The Art of the Conversation – are we losing it?
By Dr Maggie Haertsch
The Art of the Conversation seems to have become a lost art. Workshops, conferences and even regular classes are now popular, as we increasingly struggle to converse on a basic level. It’s fascinating to question what happened generationally to spark such a need. Have we lost our ability to truly connect with others in how we use our words, pay attention to our body language and nuance all the attributes to responsive communication?
In aged services, particularly in residential care, the resident can be subjected to many repeating questions and comments on a daily basis. Busy carers and nurses generally don’t converse. They ask, “how are you”, “can I do …” this and that task, or specific questions like “have you opened your bowels”, “what meal would you like today?” Yet conversations that engage people better build a connection and a deeper understanding of not only others around us but of ourselves.

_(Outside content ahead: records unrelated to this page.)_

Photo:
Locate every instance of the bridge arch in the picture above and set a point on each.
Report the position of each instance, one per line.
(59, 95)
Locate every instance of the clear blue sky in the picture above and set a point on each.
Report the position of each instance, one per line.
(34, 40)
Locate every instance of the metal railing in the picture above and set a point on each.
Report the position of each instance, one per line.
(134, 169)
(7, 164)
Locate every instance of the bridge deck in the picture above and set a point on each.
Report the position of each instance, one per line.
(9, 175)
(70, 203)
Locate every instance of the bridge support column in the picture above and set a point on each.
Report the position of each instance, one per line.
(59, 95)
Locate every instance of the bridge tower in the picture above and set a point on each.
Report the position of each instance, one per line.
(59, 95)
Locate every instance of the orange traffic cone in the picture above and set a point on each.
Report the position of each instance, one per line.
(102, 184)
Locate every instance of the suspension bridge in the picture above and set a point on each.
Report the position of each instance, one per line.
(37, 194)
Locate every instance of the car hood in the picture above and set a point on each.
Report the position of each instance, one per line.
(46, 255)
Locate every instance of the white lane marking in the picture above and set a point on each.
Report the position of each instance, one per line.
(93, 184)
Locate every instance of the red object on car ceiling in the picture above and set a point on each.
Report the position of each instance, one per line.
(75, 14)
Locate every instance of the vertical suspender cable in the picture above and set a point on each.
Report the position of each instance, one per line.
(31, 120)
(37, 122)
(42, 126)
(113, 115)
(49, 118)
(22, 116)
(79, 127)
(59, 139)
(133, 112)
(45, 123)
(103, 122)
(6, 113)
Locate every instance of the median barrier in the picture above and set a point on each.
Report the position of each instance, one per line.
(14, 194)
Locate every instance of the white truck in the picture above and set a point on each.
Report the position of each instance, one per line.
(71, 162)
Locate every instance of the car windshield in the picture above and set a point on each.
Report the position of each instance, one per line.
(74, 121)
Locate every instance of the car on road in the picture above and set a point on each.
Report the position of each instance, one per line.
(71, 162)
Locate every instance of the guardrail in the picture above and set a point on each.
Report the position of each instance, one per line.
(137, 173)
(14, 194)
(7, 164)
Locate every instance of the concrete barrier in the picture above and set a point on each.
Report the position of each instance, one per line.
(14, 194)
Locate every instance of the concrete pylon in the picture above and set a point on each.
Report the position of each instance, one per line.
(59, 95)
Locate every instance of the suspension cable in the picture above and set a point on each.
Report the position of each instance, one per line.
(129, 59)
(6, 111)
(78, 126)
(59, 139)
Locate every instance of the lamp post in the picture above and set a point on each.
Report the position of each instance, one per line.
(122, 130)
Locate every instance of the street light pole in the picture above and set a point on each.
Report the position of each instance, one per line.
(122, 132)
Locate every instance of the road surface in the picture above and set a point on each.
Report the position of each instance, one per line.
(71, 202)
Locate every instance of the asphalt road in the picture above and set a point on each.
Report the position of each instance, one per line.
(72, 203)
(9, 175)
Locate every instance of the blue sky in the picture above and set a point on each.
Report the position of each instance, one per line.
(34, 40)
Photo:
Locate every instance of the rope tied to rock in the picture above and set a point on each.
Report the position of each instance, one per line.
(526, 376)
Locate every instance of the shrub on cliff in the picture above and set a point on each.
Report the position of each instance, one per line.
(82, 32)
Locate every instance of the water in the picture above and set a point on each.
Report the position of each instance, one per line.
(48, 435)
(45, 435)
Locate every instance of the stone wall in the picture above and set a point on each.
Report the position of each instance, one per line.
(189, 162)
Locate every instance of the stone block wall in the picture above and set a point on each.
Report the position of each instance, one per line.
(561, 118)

The industry advocates for a person-centred approach, yet consistently staff do not know the resident, the person who is having that shower or taking that medication. It’s striking how little carers know the background, the aspirations and the issues that a resident may be going through. A simple conversation with genuine interest and the right questions can provide valuable insight to improve the resident’s experience.
Being able to have a meaningful conversation is not just good for understanding the resident’s experience but it is good for us all in life. It can curb loneliness, social isolation and reduce anxiety – all of which are rising issues.
So how do we have a meaningful conversation? It’s quite simple. Firstly don’t start if you don’t have time to listen. Ensure the conditions are right – that time and the environment are relaxed, without too much noise or distractions. Secondly, think of your questions – make them meaningful and ones you genuinely find interesting. Start with simple questions before diving deep into more complex or personal questions.
Thirdly, listen! Listen without distractions – with an open mind and a open heart. Free yourself of any agenda where you think you already know the answer. Fourthly, think of your body language. Avoid crossing arms, looking distracted and be attentive. If the person feels you are not interested they are likely to not be willing to fully participate in the conversation.
Conversations connect us. Give it a go with a clear intention of learning something about the person and it will be enriching for you both.